Continuing my tests of the Hierarchical Queuing Framework, I’ve tested whether the fair queuing works similarly to the previous IOS implementations, where the high-precedence sessions got proportionally more bandwidth.

Summary: Fair queuing within HQF ignores IP precedence.

Setup

I ran an iperf session in parallel with a UDP flood using the same physical setup as with the previous HQF tests.
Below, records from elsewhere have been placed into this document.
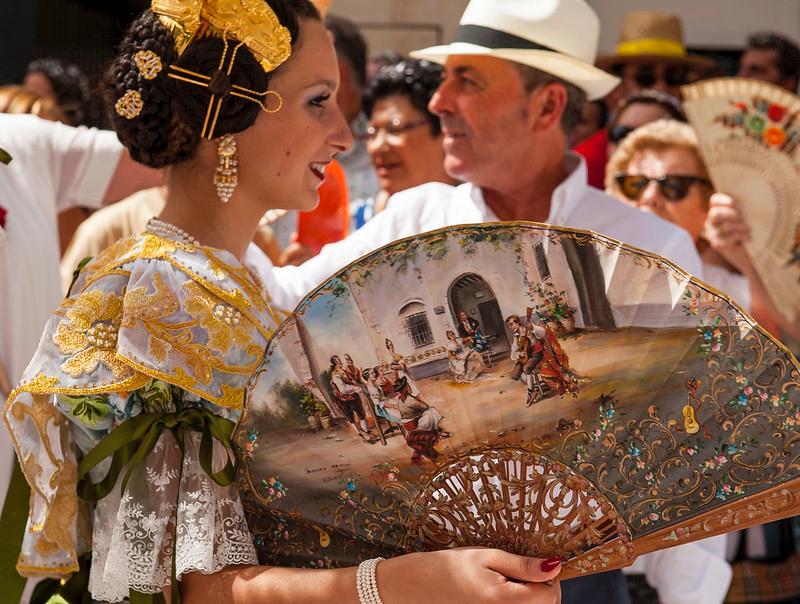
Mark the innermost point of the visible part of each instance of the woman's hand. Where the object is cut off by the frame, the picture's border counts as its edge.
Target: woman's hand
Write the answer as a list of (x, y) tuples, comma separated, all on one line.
[(474, 575), (726, 232)]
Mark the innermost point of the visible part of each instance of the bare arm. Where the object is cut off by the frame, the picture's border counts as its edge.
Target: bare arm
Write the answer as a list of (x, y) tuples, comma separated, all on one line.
[(129, 177), (475, 575)]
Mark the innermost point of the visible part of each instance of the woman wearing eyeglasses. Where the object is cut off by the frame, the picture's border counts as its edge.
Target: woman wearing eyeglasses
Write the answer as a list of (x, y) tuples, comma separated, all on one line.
[(405, 139), (659, 169)]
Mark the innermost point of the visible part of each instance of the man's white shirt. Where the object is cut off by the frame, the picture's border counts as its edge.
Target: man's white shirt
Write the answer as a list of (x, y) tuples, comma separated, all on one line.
[(436, 205)]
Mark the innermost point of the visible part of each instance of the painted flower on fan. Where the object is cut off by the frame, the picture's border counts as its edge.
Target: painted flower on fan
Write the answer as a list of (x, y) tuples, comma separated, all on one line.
[(776, 112), (756, 123), (774, 136), (273, 488)]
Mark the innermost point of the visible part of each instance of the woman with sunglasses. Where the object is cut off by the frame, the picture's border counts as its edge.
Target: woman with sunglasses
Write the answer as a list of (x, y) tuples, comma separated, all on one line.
[(405, 139), (140, 376), (658, 168)]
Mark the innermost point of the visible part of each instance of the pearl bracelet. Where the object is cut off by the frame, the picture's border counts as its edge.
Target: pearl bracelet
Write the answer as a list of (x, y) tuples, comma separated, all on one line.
[(367, 582)]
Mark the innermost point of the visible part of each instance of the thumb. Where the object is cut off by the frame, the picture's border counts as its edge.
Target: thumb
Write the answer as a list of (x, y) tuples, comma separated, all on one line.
[(524, 568)]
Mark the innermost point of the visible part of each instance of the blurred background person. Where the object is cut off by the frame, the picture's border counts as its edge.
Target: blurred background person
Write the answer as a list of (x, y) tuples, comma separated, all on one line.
[(63, 83), (635, 111), (651, 54), (404, 138), (593, 119), (351, 51), (772, 58)]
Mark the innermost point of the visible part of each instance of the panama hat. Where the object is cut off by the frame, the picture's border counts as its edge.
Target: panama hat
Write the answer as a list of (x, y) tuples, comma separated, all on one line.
[(555, 36), (650, 36)]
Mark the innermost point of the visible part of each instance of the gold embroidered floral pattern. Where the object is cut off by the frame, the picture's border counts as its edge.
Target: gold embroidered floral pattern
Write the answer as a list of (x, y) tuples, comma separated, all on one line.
[(88, 333)]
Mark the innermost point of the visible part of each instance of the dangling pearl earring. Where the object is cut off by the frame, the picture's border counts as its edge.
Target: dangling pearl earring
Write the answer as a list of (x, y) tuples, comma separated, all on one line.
[(227, 175)]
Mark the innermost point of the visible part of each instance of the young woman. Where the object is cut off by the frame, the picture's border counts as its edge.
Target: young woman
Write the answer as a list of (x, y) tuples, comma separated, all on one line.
[(146, 363)]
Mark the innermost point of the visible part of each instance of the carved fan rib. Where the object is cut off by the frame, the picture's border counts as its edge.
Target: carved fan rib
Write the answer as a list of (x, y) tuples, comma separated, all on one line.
[(520, 501)]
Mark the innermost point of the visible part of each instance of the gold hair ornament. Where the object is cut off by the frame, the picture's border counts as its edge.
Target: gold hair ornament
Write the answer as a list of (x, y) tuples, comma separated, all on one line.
[(130, 105), (251, 22), (226, 63), (148, 63)]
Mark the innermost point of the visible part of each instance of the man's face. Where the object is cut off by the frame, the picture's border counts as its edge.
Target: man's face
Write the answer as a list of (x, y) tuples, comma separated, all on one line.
[(483, 109), (760, 64)]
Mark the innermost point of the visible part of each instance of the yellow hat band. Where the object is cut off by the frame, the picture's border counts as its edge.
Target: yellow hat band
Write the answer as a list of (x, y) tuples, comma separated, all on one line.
[(652, 46)]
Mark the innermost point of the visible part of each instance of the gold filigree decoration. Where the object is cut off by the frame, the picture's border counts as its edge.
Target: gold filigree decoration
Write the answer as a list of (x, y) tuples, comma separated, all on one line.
[(88, 334), (148, 63), (129, 105), (250, 21), (515, 500)]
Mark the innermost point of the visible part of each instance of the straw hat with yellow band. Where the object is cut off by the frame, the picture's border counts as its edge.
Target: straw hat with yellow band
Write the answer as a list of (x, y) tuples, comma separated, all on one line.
[(652, 37)]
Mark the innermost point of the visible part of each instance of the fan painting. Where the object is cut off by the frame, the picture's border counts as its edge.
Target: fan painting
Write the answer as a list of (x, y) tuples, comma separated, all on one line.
[(543, 390)]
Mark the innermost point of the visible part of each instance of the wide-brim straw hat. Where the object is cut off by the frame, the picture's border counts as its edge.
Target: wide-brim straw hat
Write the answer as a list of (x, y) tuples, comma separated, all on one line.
[(651, 36), (556, 36)]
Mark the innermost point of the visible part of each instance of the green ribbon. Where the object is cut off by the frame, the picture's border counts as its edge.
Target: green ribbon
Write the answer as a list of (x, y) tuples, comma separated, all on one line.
[(130, 443)]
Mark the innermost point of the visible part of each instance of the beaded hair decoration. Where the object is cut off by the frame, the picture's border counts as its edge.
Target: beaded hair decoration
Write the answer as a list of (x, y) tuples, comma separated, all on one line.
[(250, 23)]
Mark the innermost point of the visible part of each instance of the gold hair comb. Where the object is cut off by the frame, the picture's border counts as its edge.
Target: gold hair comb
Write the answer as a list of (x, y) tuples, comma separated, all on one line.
[(251, 22)]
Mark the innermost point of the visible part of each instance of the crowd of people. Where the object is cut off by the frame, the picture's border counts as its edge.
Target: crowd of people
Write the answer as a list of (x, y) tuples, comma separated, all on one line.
[(326, 153)]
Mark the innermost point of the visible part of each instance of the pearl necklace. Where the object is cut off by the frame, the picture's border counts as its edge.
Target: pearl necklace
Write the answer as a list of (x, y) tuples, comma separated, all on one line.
[(169, 231)]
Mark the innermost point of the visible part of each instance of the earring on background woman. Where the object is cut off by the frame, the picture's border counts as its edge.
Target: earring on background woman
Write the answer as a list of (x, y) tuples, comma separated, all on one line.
[(226, 176)]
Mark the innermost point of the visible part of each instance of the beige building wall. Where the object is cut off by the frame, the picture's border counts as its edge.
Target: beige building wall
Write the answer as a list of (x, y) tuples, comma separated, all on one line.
[(404, 25)]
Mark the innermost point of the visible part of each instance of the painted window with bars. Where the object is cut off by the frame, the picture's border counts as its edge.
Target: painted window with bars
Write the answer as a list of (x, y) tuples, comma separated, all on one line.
[(419, 329)]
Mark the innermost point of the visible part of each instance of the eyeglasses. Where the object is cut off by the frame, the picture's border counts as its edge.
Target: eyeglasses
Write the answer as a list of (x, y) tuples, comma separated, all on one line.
[(673, 187), (394, 131), (647, 76), (618, 133)]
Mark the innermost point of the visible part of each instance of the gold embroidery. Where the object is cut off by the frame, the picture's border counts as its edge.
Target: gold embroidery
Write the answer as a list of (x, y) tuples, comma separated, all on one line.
[(88, 334)]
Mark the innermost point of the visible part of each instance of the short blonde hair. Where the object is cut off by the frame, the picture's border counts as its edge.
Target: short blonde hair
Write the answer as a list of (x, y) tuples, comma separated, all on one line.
[(655, 136)]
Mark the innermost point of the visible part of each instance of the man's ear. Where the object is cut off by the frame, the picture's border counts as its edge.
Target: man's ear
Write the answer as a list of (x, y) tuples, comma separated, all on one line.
[(547, 105)]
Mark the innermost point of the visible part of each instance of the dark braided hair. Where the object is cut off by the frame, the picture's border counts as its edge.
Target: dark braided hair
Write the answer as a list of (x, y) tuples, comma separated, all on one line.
[(411, 78), (167, 131)]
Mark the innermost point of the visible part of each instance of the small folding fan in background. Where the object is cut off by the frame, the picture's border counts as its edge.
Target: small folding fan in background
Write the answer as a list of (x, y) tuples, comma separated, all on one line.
[(750, 135), (542, 390)]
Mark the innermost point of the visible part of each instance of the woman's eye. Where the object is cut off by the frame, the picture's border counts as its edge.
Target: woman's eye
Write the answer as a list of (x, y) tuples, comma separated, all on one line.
[(319, 101)]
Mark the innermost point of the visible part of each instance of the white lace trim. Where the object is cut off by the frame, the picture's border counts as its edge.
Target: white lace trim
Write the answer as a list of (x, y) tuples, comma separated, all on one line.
[(133, 534)]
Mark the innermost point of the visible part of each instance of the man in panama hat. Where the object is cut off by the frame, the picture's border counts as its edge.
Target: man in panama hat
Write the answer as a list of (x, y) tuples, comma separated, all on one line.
[(651, 55), (514, 84)]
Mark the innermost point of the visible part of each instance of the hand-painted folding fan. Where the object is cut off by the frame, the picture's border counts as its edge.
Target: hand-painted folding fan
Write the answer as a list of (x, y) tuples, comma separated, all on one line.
[(750, 136), (542, 390)]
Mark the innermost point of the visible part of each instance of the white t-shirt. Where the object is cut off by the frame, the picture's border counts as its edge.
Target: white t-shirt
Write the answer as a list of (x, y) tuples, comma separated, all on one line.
[(54, 167), (436, 205)]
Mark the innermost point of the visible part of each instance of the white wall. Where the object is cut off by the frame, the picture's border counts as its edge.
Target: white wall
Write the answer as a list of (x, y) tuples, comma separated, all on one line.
[(707, 23)]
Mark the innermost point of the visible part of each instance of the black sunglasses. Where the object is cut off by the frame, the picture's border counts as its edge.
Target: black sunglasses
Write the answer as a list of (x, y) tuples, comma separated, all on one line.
[(618, 133), (673, 187), (673, 75)]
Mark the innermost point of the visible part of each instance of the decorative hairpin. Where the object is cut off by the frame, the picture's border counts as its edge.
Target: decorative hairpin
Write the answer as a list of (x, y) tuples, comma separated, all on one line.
[(130, 105), (252, 22), (148, 63), (226, 63)]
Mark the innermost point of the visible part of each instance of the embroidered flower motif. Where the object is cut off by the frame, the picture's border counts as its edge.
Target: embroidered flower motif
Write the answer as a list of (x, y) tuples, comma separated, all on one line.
[(88, 334)]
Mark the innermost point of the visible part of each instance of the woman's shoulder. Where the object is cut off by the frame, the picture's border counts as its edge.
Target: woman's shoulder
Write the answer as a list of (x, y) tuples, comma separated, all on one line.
[(153, 308)]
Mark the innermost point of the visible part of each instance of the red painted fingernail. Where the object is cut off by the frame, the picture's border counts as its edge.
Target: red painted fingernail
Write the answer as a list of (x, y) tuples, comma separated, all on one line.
[(550, 564)]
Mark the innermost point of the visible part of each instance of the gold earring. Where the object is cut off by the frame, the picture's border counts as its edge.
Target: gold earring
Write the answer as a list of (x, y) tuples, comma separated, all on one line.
[(227, 175)]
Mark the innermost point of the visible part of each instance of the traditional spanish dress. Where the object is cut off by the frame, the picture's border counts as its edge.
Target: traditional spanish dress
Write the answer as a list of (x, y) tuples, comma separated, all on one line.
[(123, 419)]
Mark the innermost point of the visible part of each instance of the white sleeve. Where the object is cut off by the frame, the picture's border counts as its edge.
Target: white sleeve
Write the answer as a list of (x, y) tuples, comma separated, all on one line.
[(694, 573), (294, 282), (84, 161)]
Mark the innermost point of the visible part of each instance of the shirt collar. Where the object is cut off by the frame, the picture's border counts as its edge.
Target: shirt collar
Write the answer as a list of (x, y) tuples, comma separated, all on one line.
[(565, 199)]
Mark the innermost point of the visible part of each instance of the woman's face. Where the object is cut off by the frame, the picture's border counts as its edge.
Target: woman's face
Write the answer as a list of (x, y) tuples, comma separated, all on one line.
[(688, 213), (403, 149), (283, 156)]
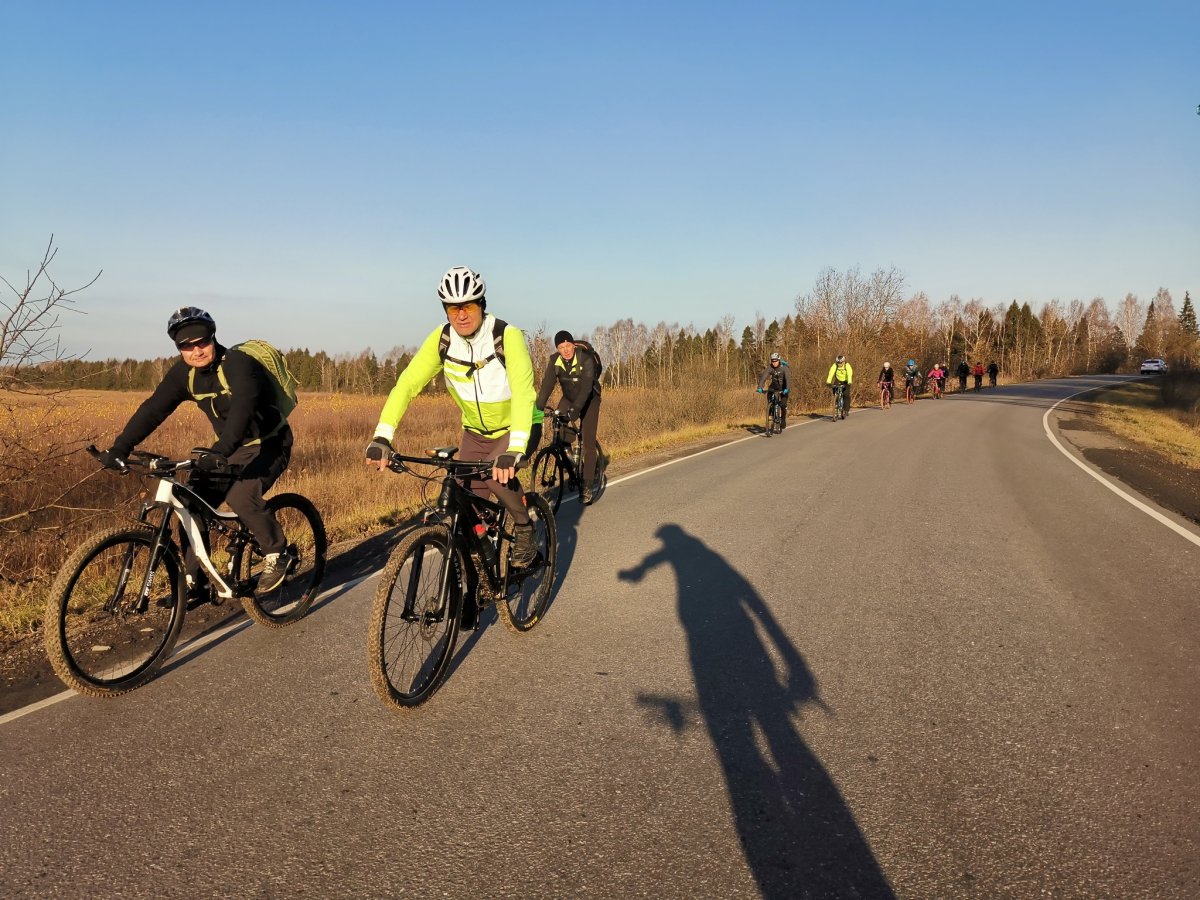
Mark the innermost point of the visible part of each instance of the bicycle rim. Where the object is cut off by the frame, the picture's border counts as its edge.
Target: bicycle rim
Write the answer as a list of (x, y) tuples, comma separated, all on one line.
[(105, 636), (549, 478), (414, 619)]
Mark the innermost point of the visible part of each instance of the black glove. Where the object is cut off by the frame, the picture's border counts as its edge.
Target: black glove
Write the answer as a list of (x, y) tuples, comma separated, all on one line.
[(111, 460), (509, 461), (209, 461), (379, 449)]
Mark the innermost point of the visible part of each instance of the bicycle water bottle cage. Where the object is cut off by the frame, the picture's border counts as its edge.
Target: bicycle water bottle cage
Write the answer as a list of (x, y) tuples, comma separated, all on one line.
[(432, 516)]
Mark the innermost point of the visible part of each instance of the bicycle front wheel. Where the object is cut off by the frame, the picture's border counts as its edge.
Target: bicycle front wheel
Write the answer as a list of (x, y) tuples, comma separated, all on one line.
[(114, 613), (549, 478), (414, 618), (527, 591), (306, 549)]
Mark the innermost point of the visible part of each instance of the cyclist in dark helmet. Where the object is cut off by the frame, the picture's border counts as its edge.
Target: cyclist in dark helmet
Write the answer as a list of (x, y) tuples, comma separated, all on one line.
[(575, 369), (253, 444), (774, 381)]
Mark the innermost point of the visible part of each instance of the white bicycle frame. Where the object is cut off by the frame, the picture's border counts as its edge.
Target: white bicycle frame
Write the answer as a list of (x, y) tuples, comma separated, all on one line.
[(165, 495)]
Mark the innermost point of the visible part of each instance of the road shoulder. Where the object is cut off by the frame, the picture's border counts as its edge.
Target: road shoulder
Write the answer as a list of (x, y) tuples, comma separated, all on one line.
[(1139, 468)]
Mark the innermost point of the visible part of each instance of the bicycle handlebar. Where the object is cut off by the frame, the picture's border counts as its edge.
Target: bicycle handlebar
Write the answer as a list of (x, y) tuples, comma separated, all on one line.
[(144, 461), (460, 468)]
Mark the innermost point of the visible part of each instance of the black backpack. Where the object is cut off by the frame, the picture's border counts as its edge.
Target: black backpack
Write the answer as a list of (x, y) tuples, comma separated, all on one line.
[(595, 357)]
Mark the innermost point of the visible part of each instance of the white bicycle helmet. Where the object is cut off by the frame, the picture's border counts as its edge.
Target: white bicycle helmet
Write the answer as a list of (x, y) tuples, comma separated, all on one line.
[(462, 286)]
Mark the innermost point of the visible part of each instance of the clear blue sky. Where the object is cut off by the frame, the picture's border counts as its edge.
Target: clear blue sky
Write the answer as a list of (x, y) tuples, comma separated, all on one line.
[(307, 171)]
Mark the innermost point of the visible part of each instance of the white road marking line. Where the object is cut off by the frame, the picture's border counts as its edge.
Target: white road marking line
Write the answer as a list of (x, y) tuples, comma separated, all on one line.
[(700, 453), (1152, 513)]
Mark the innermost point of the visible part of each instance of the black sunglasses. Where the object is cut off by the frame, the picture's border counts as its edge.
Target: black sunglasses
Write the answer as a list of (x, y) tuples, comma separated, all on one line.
[(192, 345)]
I’ve configured an inbound service-policy on the LAN interface to ensure the packets belonging to TCP sessions had their IP precedence set to 5 (the default value is zero).

policy-map LAN
 class TCP
  set ip precedence 5
!
interface FastEthernet0/0
 ip address 10.0.0.5 255.255.255.0
 no ip redirects
 load-interval 30
 service-policy input LAN

Baseline tests

I configured weighted fair queuing on a 2 Mbps WAN interface:

interface Serial0/1/0
 bandwidth 2000
 ip address 10.0.1.1 255.255.255.252
 encapsulation ppp
 fair-queue
 ip ospf 1 area 0
 load-interval 30

As expected, the iperf session ran in parallel with a UDP flood got more than half the available bandwidth:

$ iperf -c 10.0.20.10 -t 180 -p 5002
------------------------------------------------------------
Client connecting to 10.0.20.10, TCP port 5002
TCP window size: 8.00 KByte (default)
------------------------------------------------------------
[1916] local 10.0.0.10 port 1064 connected with 10.0.20.10 port 5002
[ ID] Interval       Transfer     Bandwidth
[1916]  0.0-180.1 sec  35.2 MBytes  1.64 Mbits/sec

The show queue command (which is still available in IOS release 15.0 unless you configure HQF on the interface) displayed two sessions within the WFQ system with expected TOS values and weights (the weight of the TCP session was 6 times lower than the weight of the UDP session):

rtr#show queue serial 0/1/0
  Input queue: 0/75/0/0 (size/max/drops/flushes); Total output drops: 135567
  Queueing strategy: weighted fair
  Output queue: 64/1000/64/12798 (size/max total/threshold/drops)
     Conversations  2/3/256 (active/max active/max total)
     Reserved Conversations 0/0 (allocated/max allocated)
     Available Bandwidth 1500 kilobits/sec

  (depth/weight/total drops/no-buffer drops/interleaves) 57/32384/12799/0/0
  Conversation 10, linktype: ip, length: 260
  source: 10.0.0.10, destination: 10.0.20.3, id: 0xB1C1, ttl: 127,
  TOS: 0 prot: 17, source port 1059, destination port 5002

  (depth/weight/total drops/no-buffer drops/interleaves) 7/5397/0/0/0
  Conversation 11, linktype: ip, length: 1304
  source: 10.0.0.10, destination: 10.0.20.10, id: 0xB382, ttl: 127,
  TOS: 160 prot: 6, source port 1064, destination port 5002

Fair queuing within HQF

To test the fair queuing behavior within HQF I configured a simple policy map which used fair-queue within the default class:

policy-map WAN
 class class-default
    fair-queue

I attached the policy map to the interface …

interface Serial0/1/0
 service-policy output WAN

… and repeated the iperf test:

$ iperf -c 10.0.20.10 -t 60 -p 5002
------------------------------------------------------------
Client connecting to 10.0.20.10, TCP port 5002
TCP window size: 8.00 KByte (default)
------------------------------------------------------------
[1916] local 10.0.0.10 port 1062 connected with 10.0.20.10 port 5002
[ ID] Interval       Transfer     Bandwidth
[1916]  0.0-60.0 sec  7.18 MBytes  956 Kbits/sec

This time the TCP session got only half of the bandwidth although its packets had higher IP precedence.